Let's stop this difference in terminology. You theoreticians cannot be serving an industry if you have different meanings to established definitions, you are serving something else. Now, since 1985, and as a standard since 1993, we do not have "candidate keys" in IDEF1X data models. In some early stage of modelling, when keys are being evaluated (but not decided), sure, they are Candidates. Once the election takes place, and one of those Candidates are chosen as Primary. After that, the candidates are no longer candidates, because the election is over, they are known as Alternate Keys.

You said you could /read/ IDEF1X. Alternate Keys are identified with [AK].

  • End Aside --

> > 3. Is this acceptable to you, as a human being, as a scientific logical person, as a set of relational tables ? If not, why not, please name the problems, if any.
>
> To me it is. But this might also have been the case if it was not in 5NF. Normalization theory does not tell you in which normal form you should be, just whether you are or not and what some of the consequences of that might be.

I don't see how you would accept a model that fails your (not science's) 5NF, as normalised, but I won't argue, I will let that one pass.

To me it is completely unacceptable because it fails Normalisation and it does not comply with (fails) the Relational Model.

The real value in this thread is, how the hell you guys, allegedly theoreticians in the field of Relational Databases, pass off something as "normalised", when it isn't; how you pass off something as "relational" when it isn't. It stands as evidence that you guys are grossly ignorant of both Normalisation and the Relational Model.

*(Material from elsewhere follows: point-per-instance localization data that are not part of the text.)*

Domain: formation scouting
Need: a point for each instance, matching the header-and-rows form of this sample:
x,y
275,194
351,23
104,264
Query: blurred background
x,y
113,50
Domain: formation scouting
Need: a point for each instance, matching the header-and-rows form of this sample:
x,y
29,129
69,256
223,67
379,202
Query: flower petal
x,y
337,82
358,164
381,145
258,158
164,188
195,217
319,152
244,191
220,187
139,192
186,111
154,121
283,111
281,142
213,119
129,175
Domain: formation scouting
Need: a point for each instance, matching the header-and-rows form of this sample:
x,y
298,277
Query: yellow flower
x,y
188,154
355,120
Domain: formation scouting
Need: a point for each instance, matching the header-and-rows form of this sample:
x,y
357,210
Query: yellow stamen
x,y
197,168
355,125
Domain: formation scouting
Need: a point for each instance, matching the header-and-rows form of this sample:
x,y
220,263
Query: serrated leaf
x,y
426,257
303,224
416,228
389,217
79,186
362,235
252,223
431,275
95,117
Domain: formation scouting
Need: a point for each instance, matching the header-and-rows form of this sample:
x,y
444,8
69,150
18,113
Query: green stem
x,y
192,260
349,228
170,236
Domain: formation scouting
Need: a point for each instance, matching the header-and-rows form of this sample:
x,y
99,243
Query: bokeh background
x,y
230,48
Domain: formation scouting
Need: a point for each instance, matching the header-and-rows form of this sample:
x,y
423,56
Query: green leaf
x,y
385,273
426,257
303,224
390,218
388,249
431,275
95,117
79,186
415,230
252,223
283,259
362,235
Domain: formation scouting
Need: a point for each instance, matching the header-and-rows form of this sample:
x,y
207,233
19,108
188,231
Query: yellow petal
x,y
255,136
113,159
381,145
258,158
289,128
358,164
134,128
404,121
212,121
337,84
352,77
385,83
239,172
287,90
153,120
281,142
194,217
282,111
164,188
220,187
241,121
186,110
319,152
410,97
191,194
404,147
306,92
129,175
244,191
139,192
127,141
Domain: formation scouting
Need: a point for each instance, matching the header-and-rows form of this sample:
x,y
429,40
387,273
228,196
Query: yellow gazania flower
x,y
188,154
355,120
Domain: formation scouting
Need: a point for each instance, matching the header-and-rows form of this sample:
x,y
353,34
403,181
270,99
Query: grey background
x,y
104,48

The bottom line is, you pass off the unnormalised garbage in Record Filing Systems (anti-relation), as "normalised" and "relational". Through gross ignorance of the science that is established in our field. You justify and validate that 95% of the market that implements RFS, thinking it to be "relational". Due to the books that your mentors have written and marketed, which the implementers read as well.

Of course, I am not singling you out, Jan, you are the only one with enough courage to come out and exercise your theories with someone in the field. The others are too scared to leave the security of their isolation from the field that they allege to be serving, and to maintain their private definitions, and their convulsions (convoluted "logic") that justify them.


Ok, back to business. I informed the developer as to what was wrong, what was unacceptable with his model, and sent him off. Gratefully, it took far less time to communicate that to him, than it does to communicate that to you guys. He came back today, with his corrected version.

He still declares 5NF for sure, and Relational to the best of his understanding (which is based on books by the same authors that you read).

http://www.softwaregems.com.au/Documents/Article/Normalisation/Relational%20Database%20101%20B.pdf

My corrections to his /previous/ model [A] are on page 2.

Please answer the questions in any order:

  1. The developer declares that the proposed extension satisfies 5NF. Is that correct ? If not, please state why, which NF is breaks, any errors that it may have, etc. A few words will suffice.
  2. The developer refers to *Simple Conditions for Guaranteeing Higher Normal Forms in Relational Databases*, he has complied with the requirements, and he is sure of his 5NF declaration. He asserts that all the keys /that apply/ are "simple", and he has added keys to correct his previous errors. He expects quick approval. If not, please state why, any errors that it may have, etc. Again, minimal discussion.
  3. Is this acceptable to you, as a human being, as a scientific logical person, as a set of relational tables ? If not, why not, please name the problems, if any.